Crans are piping ornaments, sometimes used on the flute, particularly for low D. (Because there is no note lower than D, a roll on D is impossible.) A cran consists of alternating the note in question with several higher ones. A D cran might sound DADF#DADD (also "did-dle-dee-dum").
There is a great temptation, especially among music notation readers, to breathe only at the end of parts of the tune. This usually means that a lot of the tune is played weakly for want of air, that breaths are long and loud and that parts of the tune get lost. Experienced players find smart places to breathe often, and turn the pauses for breath into punctuation. Smart places include long notes, which might otherwise be rolled. So, for example, a long G might be played as G......G, or rolled as GBGF#GGG, or used as a place to breath as GslurpG. In this way the need to breathe is turned into a virtue and the breath, instead of becoming a hole in the tune, becomes a statement, a rhythmical variation. Varying where the breath is taken can also add variety.
A good tune to try out some of these tricks is The Leitrim Fancy. Keep in mind that jigs should have a happy skipping rhythm (each bar will sound "tick-e-ty, tick-e-ty"). Rendered into "FluteSpeak", the Leitrim Fancy might sound like this:
G roll, F# roll | E slurp B, B cut A B |
G roll, F# roll | D slurp A, A cut F# D |
G roll, F# roll | E slurp B, B cut A B |
G cut B, d B G | A cut B G, F# cut E D |
(repeat first part)
G cut B , d B d | e roll , d B A |
G cut B , d B G | A cut B G , F# cut E D |
G cut B , d B d | E roll , d e f# |
g cut f# e, d B G | A B G , F# cut E D |
(repeat second part)
Experienced players know that there are some better ways to practise:
Play new tunes very slowly at first, concentrating on getting the notes right at a good, steady rhythm. Once you can play right through without a mistake at the slow speed, gradually increase speed. If you start to stumble, slow down again. This might seem a laborious approach, but it's faster and surer in the long run.
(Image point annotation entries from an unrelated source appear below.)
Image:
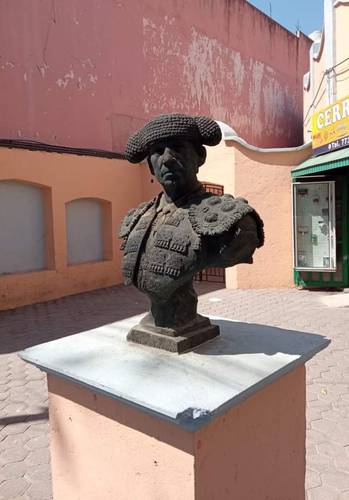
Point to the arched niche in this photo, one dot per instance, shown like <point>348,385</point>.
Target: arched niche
<point>22,227</point>
<point>88,230</point>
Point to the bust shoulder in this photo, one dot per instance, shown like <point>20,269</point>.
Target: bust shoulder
<point>133,216</point>
<point>212,215</point>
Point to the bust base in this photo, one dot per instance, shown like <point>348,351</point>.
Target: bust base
<point>173,340</point>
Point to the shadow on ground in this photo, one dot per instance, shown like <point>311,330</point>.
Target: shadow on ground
<point>31,325</point>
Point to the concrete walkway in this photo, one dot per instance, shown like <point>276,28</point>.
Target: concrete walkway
<point>24,453</point>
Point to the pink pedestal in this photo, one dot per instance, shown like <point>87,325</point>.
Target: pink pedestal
<point>104,449</point>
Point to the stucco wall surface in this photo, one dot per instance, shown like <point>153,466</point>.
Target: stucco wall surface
<point>317,96</point>
<point>86,73</point>
<point>64,178</point>
<point>264,179</point>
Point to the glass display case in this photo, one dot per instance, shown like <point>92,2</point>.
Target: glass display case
<point>314,226</point>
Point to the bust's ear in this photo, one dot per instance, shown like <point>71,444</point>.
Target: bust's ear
<point>150,165</point>
<point>202,155</point>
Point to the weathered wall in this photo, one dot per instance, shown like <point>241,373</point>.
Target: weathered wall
<point>264,179</point>
<point>85,73</point>
<point>65,178</point>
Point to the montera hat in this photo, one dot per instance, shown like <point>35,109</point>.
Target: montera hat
<point>199,129</point>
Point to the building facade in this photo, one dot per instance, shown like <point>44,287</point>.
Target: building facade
<point>320,190</point>
<point>78,77</point>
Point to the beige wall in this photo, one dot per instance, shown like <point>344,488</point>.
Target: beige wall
<point>264,179</point>
<point>64,178</point>
<point>342,48</point>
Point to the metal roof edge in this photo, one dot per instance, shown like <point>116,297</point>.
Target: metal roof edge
<point>242,142</point>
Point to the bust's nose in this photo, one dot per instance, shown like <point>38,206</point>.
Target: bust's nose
<point>168,155</point>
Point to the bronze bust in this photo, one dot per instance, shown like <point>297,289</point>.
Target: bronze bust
<point>181,231</point>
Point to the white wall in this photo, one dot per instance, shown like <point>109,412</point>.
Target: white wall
<point>22,231</point>
<point>84,219</point>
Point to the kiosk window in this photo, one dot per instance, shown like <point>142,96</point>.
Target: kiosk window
<point>314,226</point>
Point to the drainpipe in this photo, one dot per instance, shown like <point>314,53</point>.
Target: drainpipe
<point>330,56</point>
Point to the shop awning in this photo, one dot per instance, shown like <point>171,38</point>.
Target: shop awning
<point>329,161</point>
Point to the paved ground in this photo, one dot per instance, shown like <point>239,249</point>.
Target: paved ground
<point>24,454</point>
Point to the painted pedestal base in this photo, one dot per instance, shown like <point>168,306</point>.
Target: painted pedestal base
<point>226,421</point>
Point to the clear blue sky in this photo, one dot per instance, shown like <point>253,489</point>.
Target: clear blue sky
<point>307,14</point>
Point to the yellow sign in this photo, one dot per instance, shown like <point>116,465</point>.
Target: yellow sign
<point>330,127</point>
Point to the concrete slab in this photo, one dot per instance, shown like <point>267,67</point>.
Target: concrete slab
<point>189,389</point>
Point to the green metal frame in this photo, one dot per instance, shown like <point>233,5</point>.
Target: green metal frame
<point>342,182</point>
<point>320,164</point>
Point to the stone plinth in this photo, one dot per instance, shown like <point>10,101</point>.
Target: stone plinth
<point>224,421</point>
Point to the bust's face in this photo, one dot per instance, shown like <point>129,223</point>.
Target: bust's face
<point>175,164</point>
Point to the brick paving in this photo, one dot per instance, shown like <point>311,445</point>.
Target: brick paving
<point>24,452</point>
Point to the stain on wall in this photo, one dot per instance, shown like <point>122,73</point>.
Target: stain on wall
<point>87,73</point>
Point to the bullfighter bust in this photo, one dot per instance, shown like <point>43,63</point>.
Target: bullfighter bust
<point>180,232</point>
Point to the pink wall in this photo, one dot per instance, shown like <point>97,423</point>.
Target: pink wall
<point>104,449</point>
<point>86,73</point>
<point>65,178</point>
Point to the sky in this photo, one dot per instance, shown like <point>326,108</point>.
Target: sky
<point>306,15</point>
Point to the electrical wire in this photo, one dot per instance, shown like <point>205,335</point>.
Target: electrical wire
<point>325,73</point>
<point>51,148</point>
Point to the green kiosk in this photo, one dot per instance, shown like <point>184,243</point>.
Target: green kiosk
<point>320,203</point>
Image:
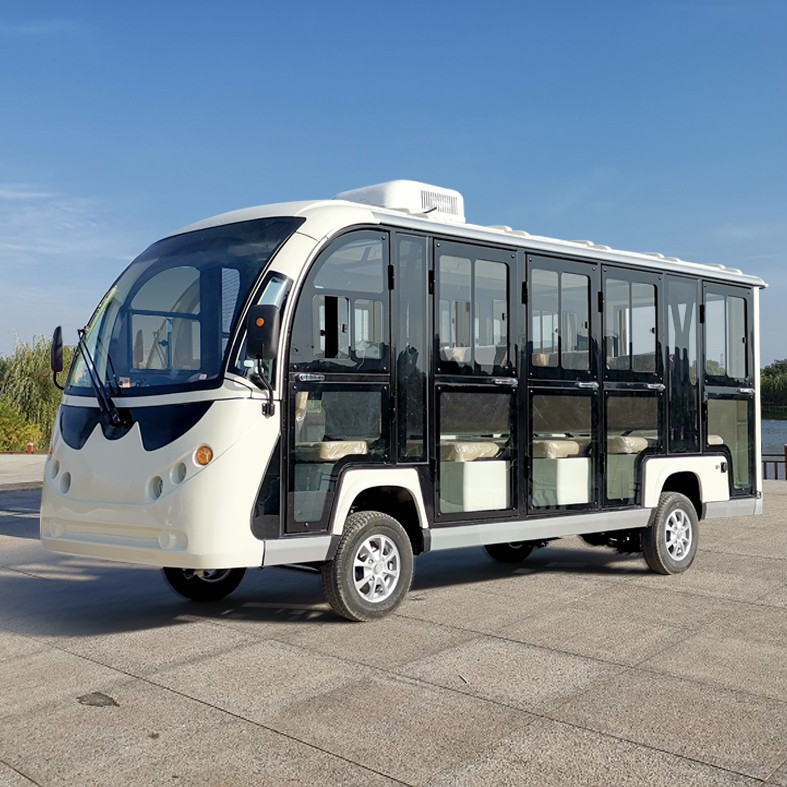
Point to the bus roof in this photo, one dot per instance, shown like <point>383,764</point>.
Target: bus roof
<point>327,217</point>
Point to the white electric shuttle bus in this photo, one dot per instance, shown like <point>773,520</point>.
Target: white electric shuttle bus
<point>347,383</point>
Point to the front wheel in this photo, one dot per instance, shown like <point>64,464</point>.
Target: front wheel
<point>513,552</point>
<point>372,569</point>
<point>204,584</point>
<point>669,542</point>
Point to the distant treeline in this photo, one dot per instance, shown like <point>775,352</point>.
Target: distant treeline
<point>773,390</point>
<point>28,397</point>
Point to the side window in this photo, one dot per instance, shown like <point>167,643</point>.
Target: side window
<point>341,318</point>
<point>683,390</point>
<point>726,354</point>
<point>559,319</point>
<point>472,311</point>
<point>630,326</point>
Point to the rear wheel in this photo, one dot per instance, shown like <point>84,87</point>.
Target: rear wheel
<point>669,543</point>
<point>204,584</point>
<point>372,569</point>
<point>513,552</point>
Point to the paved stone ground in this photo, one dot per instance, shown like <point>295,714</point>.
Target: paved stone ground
<point>578,668</point>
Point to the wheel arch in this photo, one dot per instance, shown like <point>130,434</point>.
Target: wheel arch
<point>702,479</point>
<point>687,484</point>
<point>396,493</point>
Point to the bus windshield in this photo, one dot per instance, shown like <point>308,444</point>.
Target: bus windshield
<point>165,325</point>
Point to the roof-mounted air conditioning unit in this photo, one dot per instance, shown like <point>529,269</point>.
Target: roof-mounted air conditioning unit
<point>413,197</point>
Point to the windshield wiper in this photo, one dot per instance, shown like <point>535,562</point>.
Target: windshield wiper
<point>105,403</point>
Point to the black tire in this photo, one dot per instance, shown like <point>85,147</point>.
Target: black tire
<point>513,552</point>
<point>372,570</point>
<point>669,542</point>
<point>204,585</point>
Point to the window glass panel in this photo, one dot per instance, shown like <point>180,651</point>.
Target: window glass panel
<point>455,298</point>
<point>544,317</point>
<point>728,426</point>
<point>332,326</point>
<point>682,355</point>
<point>736,337</point>
<point>274,293</point>
<point>630,326</point>
<point>165,342</point>
<point>715,335</point>
<point>725,336</point>
<point>491,318</point>
<point>173,290</point>
<point>560,449</point>
<point>617,308</point>
<point>331,426</point>
<point>575,321</point>
<point>412,358</point>
<point>475,451</point>
<point>340,322</point>
<point>643,327</point>
<point>356,266</point>
<point>632,427</point>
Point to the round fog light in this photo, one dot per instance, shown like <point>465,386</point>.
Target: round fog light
<point>203,455</point>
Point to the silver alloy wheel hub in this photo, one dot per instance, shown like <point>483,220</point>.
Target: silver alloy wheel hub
<point>376,568</point>
<point>678,534</point>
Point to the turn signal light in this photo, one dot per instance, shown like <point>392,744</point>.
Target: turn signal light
<point>203,455</point>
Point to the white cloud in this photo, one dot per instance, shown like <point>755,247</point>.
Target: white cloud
<point>41,28</point>
<point>58,254</point>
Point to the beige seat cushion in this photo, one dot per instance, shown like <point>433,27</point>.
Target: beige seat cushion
<point>330,450</point>
<point>626,444</point>
<point>468,451</point>
<point>555,449</point>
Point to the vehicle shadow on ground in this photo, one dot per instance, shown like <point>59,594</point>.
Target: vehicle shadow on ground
<point>74,598</point>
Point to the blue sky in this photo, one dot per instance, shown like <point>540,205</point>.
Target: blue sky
<point>642,124</point>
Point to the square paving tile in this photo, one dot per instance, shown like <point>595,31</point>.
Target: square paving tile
<point>402,728</point>
<point>522,676</point>
<point>732,730</point>
<point>739,663</point>
<point>607,635</point>
<point>156,737</point>
<point>551,754</point>
<point>35,679</point>
<point>741,578</point>
<point>386,643</point>
<point>258,680</point>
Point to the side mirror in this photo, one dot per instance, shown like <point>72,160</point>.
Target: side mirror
<point>56,355</point>
<point>263,325</point>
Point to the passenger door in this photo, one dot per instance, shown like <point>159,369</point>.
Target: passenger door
<point>339,411</point>
<point>475,383</point>
<point>729,381</point>
<point>563,384</point>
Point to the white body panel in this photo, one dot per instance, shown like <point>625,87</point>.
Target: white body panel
<point>709,470</point>
<point>203,521</point>
<point>356,481</point>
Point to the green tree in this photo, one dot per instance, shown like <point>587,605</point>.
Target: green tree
<point>15,430</point>
<point>27,385</point>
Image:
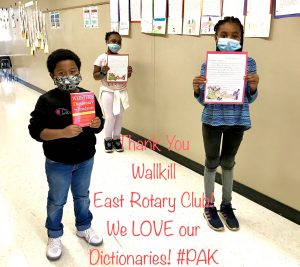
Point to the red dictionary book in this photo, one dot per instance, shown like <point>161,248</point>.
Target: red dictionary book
<point>83,108</point>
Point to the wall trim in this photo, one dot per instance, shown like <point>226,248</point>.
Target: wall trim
<point>251,194</point>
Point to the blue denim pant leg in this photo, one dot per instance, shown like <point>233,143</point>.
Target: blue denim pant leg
<point>60,177</point>
<point>80,190</point>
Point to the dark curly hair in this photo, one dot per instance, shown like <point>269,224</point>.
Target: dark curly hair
<point>231,20</point>
<point>60,55</point>
<point>109,34</point>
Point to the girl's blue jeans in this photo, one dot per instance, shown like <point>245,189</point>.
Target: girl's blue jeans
<point>61,177</point>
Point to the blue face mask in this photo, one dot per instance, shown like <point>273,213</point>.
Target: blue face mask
<point>226,44</point>
<point>114,47</point>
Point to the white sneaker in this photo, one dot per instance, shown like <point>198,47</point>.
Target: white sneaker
<point>90,236</point>
<point>54,248</point>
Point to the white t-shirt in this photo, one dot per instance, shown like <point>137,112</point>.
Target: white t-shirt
<point>117,89</point>
<point>101,61</point>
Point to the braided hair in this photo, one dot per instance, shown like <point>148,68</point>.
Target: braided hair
<point>231,20</point>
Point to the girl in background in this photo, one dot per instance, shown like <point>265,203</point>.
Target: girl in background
<point>113,96</point>
<point>226,123</point>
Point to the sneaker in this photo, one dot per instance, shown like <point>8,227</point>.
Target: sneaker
<point>54,248</point>
<point>226,212</point>
<point>118,145</point>
<point>108,144</point>
<point>212,218</point>
<point>90,236</point>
Some players find the use of a metronome helpful in keeping them to a steady pace. One danger with the use of a metronome is the tendency to iron out the rhythm. Setting the metronome only to mark the bars and half bars might help get around that danger.
When you come across a difficult passage in an otherwise straightforward tune, practice just that passage until it's up to standard.
Whenever possible, learn by ear. It goes in faster and stays in better.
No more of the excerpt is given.